7 Tweets Mar 03, 2023
“Nationalism has become arguably the single most important Chinese political current in recent years, shaping both government behavior and public responses to it.”
foreignaffairs.com
“Chinese nationalism captures the public imagination not because it resonates with some value system or cultural identity but because it celebrates China’s material accomplishments and generates feelings of pride and satisfaction on that basis.”
“The character of contemporary Chinese nationalism allows it to amplify public support for the party-state when national economic performance is high but does not allow it to function as a backup source of political legitimacy when the economy is struggling.”

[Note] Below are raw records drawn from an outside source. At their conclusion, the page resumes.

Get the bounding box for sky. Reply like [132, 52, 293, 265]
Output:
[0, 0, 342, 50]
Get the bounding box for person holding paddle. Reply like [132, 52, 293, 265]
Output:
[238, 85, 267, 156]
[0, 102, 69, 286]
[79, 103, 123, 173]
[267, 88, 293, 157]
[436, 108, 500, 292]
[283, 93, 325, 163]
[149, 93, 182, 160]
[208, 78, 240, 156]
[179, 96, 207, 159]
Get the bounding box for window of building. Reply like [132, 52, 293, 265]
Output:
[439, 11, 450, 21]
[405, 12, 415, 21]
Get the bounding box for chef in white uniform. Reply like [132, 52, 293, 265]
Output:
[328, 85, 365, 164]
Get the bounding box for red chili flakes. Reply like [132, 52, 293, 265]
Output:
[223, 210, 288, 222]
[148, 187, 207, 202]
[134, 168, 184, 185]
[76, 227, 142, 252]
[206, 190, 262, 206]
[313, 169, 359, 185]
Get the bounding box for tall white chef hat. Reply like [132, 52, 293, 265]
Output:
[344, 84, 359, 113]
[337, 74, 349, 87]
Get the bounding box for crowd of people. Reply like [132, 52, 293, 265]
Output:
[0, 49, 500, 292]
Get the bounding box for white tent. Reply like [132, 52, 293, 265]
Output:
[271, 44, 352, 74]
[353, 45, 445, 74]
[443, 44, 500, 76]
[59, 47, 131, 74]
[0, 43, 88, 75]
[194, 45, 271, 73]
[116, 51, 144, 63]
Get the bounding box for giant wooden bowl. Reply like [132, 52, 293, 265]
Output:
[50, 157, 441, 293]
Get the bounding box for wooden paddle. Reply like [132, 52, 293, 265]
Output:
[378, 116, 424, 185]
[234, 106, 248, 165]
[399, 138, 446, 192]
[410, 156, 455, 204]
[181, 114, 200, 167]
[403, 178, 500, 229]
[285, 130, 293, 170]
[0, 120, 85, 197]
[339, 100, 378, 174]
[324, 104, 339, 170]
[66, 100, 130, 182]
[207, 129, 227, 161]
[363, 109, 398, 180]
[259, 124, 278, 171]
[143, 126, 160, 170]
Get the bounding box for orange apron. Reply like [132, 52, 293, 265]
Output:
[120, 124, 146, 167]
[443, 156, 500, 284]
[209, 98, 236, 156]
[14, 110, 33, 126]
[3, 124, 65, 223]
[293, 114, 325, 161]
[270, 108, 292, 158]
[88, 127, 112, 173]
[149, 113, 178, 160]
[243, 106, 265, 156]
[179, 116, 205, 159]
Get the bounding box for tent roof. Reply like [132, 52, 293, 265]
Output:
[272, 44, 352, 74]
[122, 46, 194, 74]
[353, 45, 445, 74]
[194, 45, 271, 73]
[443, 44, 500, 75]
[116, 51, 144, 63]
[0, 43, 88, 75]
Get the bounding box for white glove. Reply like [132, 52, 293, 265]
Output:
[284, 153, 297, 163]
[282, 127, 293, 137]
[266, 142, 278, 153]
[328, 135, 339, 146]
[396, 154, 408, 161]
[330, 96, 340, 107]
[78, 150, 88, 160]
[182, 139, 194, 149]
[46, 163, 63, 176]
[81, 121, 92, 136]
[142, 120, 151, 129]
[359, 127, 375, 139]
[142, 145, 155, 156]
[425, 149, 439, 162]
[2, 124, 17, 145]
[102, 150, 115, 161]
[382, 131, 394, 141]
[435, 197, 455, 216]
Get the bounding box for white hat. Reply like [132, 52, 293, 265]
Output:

Public expressions of unhappiness, mockery, and outright condemnation of government policy became commonplace, perhaps most distinctively in the form of the online “run-ology” discourse.
Even after the partial rehabilitation of “traditional culture” in recent decades, the connection of Chinese political discourse to anything resembling a set of “organically Chinese” sociopolitical values remains weak by the standards of modern nationalist politics.
Surveys show that the Chinese urban population responds positively to institutional reforms that enhance the legal professionalism of government policy, even when those reforms restrict, rather than protect, individual rights and freedoms.
Unlike “common prosperity,” it does not require major welfare spending at a time of fiscal crisis. Therefore, whatever else the government might try over the coming years, it will almost certainly have to maintain its investment in legality.